Poursuite du traitement après respectivement 3 et 6 mois:
Si le traitement par AIMOVIG doit être interrompu après 3 ou 6 mois en raison d’une efficacité insuffisante, toute nouvelle tentative de traitement par AIMOVIG ou d’un autre inhibiteur du CGRP (indépendamment de la voie d’administration) ne sera plus remboursée, sauf si une utilisation en traitement ciblé de seconde ligne est explicitement prévue dans la limitation correspondante et donc remboursée.
Arrêt du traitement:
Le traitement doit être arrêté dans les 12 à 18 mois suivant son instauration. La tentative d’arrêt doit être réalisée avant l’expiration de la garantie de prise en charge des coûts.
Si le patient/la patiente présente une rechute dans les 6 mois qui suivent l’arrêt du traitement (au moins 8 jours de migraine sur 30 jours), le traitement utilisé jusqu’alors peut être repris. La garantie de prise en charge des coûts déjà accordée à cet effet reste valable jusqu’à son expiration. Si le passage à un autre antagoniste du récepteur du CGRP («gépant») ou à un autre inhibiteur du CGRP (indépendamment de la voie d’administration) est prévu, une nouvelle garantie de prise en charge des coûts pour une période de 18 mois doit être demandée.

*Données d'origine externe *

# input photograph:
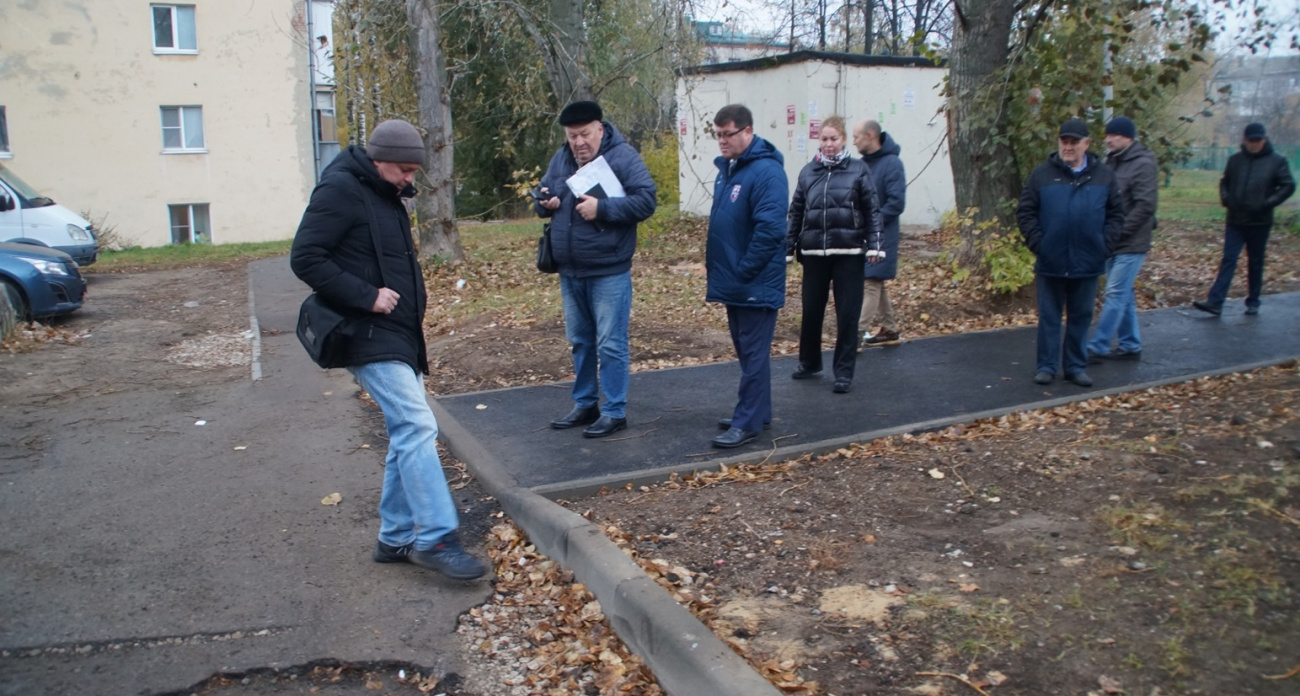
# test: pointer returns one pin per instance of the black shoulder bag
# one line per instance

Si le patient/la patiente fait une rechute 6 mois après l'arrêt du traitement (au moins 8 jours de migraine sur 30 jours), le patient/la patiente doit à nouveau remplir les critères de la première prescription.

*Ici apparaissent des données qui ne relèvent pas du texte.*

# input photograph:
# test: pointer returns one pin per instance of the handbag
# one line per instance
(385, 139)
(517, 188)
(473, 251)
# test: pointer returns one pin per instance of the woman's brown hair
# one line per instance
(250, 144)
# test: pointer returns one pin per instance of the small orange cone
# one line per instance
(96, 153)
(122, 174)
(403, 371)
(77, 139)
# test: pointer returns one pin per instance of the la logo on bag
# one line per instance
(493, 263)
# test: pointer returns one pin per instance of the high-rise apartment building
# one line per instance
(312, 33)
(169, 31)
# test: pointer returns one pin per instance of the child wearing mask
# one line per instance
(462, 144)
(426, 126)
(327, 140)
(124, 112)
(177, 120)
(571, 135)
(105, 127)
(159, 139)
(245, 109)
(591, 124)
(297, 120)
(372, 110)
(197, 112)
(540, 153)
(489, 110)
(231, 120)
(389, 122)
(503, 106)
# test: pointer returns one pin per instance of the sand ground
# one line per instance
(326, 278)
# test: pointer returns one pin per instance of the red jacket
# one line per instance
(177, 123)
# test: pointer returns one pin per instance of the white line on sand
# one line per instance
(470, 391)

Arrêt du traitement par la suite et renouvellement de la garantie de prise en charge des coûts:
Une pause thérapeutique est nécessaire par la suite comme indiqué ci-dessus. Une tentative d’arrêt doit être faite avant l’expiration de la garantie de prise en charge des coûts. Le patient/la patiente peut ensuite reprendre le traitement par antagonistes des récepteurs du CGRP («gépant») ou par un anticorps anti-CGRP (quelle que soit la voie d'administration) s'il remplit à nouveau les critères. Ce procédé peut être poursuivi aussi longtemps que le traitement est encore nécessaire et efficace. Pour chaque nouvelle garantie de prise en charge des coûts, le/la spécialiste FMH en neurologie doit confirmer la réalisation d’une tentative d’arrêt à l’assurance maladie.